While coal and natural gas remain the top sources of energy, Solar Krafte is beginning to see a bump in interest for solar power.

The presenters wanted to highlight the fact that solar generation hadn’t been used correctly in the past based on the subsidies placed upon solar energy resulting in small scale systems when in fact for them to be of use to the population they need large scale operations just like coal and natural gas.

“Solar generation in the last couple years has become a very competitive form of electricity generation when it’s done properly, one of the key drivers is scale,” said Burgert.

“Historically up until very recently, solar generation was viewed as a boutique product where governments wanted to highlight some of the additional values renewable energy can bring.”

The total cost of the three M.D. projects is forecasted to reach just over $205 million dollars and predicted to generate enough electricity for north of 32,000 Alberta homes.

While the start up costs look to be high, the figureheads of Solar Krafte stress the need to stick with the program because eventually the solar plant will be worth every penny.

“Capital costs are really what drive the model for what we build, the sunshine doesn’t cost anything, so we don’t have to worry about the price of natural gas or coal or anything in the future,” said Burgert.

“Our model is really premised on bringing low cost capital and building the systems as efficiently as possible in the front because that locks in the price of power going forward. Once the system is paid off after about 23 years, then there is no form of electricity generation that we can conceive of that would be able to out compete an amortized solar power plant.”

Once questioning was opened up to the board and those in attendance, questions came about where the electricity would be going to.

“Our financial model is based entirely on the forward pricing curve of the pool price so we’ll  be selling our power into the pool, the bulk of it will end up being placed through private power purchase agreements with individual large load customers,” said Burgert. “We simply have to meet the market and or beat the market going forward so when you have new generation like this coming online, it can only introduce downward pricing pressure.”

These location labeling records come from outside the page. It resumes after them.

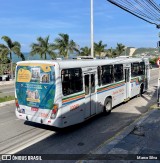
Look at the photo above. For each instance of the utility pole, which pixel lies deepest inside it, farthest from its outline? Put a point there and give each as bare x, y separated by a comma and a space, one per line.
158, 63
92, 35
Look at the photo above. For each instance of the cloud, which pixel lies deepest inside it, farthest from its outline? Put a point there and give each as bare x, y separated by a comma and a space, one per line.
25, 23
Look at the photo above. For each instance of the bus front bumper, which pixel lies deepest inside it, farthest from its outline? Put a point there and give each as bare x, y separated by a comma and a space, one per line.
57, 122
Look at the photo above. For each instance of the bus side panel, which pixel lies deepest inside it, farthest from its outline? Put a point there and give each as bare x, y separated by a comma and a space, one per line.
73, 109
58, 95
114, 91
135, 86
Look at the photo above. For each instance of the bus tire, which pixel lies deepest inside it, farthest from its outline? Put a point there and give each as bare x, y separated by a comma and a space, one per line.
141, 91
107, 106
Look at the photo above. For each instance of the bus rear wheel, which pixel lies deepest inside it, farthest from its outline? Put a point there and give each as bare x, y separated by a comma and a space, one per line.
107, 106
141, 90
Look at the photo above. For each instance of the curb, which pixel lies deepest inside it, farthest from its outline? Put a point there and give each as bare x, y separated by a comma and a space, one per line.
7, 103
110, 144
3, 83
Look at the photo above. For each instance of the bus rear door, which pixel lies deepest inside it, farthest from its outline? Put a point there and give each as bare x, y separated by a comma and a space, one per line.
90, 95
127, 82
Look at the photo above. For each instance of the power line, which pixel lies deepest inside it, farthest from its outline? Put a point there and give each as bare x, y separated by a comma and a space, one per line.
146, 10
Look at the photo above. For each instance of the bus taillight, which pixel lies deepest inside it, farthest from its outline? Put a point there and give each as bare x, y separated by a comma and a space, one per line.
54, 111
16, 102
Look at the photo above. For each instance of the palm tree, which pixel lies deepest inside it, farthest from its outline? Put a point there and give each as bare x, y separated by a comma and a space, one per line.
85, 51
11, 47
43, 47
64, 45
99, 48
111, 53
120, 49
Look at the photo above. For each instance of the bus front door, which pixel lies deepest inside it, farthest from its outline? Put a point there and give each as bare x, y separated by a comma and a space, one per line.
90, 95
127, 83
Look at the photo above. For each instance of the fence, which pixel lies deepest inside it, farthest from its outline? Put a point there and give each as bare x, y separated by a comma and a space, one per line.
5, 71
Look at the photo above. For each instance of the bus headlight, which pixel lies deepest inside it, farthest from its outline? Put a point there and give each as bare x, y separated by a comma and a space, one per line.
54, 111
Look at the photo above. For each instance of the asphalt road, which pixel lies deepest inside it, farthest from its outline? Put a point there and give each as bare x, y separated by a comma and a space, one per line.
31, 138
7, 90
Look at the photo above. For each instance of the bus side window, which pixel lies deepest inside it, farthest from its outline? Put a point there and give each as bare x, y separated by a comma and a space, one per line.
71, 81
107, 74
86, 82
137, 69
99, 75
141, 68
118, 72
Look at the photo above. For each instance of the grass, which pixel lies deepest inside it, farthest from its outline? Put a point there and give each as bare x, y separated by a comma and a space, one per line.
6, 98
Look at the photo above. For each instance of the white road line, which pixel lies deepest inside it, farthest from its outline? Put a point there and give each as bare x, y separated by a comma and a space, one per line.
18, 147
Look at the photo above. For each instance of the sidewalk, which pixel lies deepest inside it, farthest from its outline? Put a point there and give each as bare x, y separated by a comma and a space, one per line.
4, 83
142, 138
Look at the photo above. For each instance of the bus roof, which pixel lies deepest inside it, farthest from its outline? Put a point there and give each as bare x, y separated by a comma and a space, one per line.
84, 63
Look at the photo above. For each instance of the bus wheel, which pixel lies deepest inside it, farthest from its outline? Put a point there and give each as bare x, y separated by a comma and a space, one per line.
107, 106
141, 90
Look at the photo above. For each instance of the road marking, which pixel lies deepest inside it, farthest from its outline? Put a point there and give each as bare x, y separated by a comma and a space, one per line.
18, 147
7, 92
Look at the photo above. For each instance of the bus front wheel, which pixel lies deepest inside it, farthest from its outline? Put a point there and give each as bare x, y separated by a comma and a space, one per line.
107, 106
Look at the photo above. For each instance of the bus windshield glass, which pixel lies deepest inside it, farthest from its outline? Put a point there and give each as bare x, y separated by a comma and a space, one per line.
35, 85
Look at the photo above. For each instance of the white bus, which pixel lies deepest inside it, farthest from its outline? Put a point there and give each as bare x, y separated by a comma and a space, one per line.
61, 93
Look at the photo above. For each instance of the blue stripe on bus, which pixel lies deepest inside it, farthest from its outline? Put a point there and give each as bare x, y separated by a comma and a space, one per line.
66, 103
110, 89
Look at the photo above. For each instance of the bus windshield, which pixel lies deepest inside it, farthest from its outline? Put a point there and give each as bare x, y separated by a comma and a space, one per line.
35, 85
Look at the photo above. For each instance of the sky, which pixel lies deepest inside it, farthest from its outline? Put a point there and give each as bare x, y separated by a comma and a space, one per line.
25, 20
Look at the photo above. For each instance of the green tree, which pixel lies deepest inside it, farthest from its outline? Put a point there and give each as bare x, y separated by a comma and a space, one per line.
120, 49
64, 45
99, 48
42, 48
111, 53
85, 51
10, 48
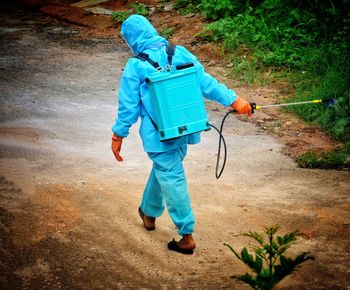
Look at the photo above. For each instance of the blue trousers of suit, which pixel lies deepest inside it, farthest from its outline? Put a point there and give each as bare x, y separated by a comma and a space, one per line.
167, 186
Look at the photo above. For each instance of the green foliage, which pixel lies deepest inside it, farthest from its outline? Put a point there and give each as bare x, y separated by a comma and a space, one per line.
269, 265
338, 159
213, 9
308, 40
187, 6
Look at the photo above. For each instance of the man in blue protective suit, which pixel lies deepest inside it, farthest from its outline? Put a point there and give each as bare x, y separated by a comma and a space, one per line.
167, 185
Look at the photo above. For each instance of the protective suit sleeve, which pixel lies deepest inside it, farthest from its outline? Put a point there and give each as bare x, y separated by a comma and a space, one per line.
128, 100
211, 88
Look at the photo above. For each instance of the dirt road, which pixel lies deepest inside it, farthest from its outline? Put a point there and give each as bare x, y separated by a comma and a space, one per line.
68, 211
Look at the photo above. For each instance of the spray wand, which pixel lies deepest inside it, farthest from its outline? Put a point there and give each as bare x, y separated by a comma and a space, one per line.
254, 107
327, 102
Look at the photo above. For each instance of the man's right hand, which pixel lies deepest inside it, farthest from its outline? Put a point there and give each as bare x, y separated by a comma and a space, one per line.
116, 146
241, 106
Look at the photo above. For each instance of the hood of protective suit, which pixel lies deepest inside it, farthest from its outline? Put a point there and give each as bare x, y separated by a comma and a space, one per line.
140, 34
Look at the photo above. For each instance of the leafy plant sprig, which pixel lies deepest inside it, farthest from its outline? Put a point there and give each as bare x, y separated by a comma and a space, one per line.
270, 265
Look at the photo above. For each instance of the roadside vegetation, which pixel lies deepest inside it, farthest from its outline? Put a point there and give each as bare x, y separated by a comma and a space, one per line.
268, 262
305, 43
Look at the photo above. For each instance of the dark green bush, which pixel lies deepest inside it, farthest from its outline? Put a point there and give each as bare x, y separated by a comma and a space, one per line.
308, 40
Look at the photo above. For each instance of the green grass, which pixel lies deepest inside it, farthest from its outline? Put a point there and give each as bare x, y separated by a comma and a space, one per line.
305, 43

“In Alberta in general, we have a glut of power right now because over half of the generation is still in the form of coal. For the last seven years the writing has been on the wall that that is coming to an end, it was first federally imposed that coal come offline and provincially a couple years ago. That natural gravitation away from coal is something that will significantly reduce the amount of generation and that’s where we will see prices come back to their historical norms.”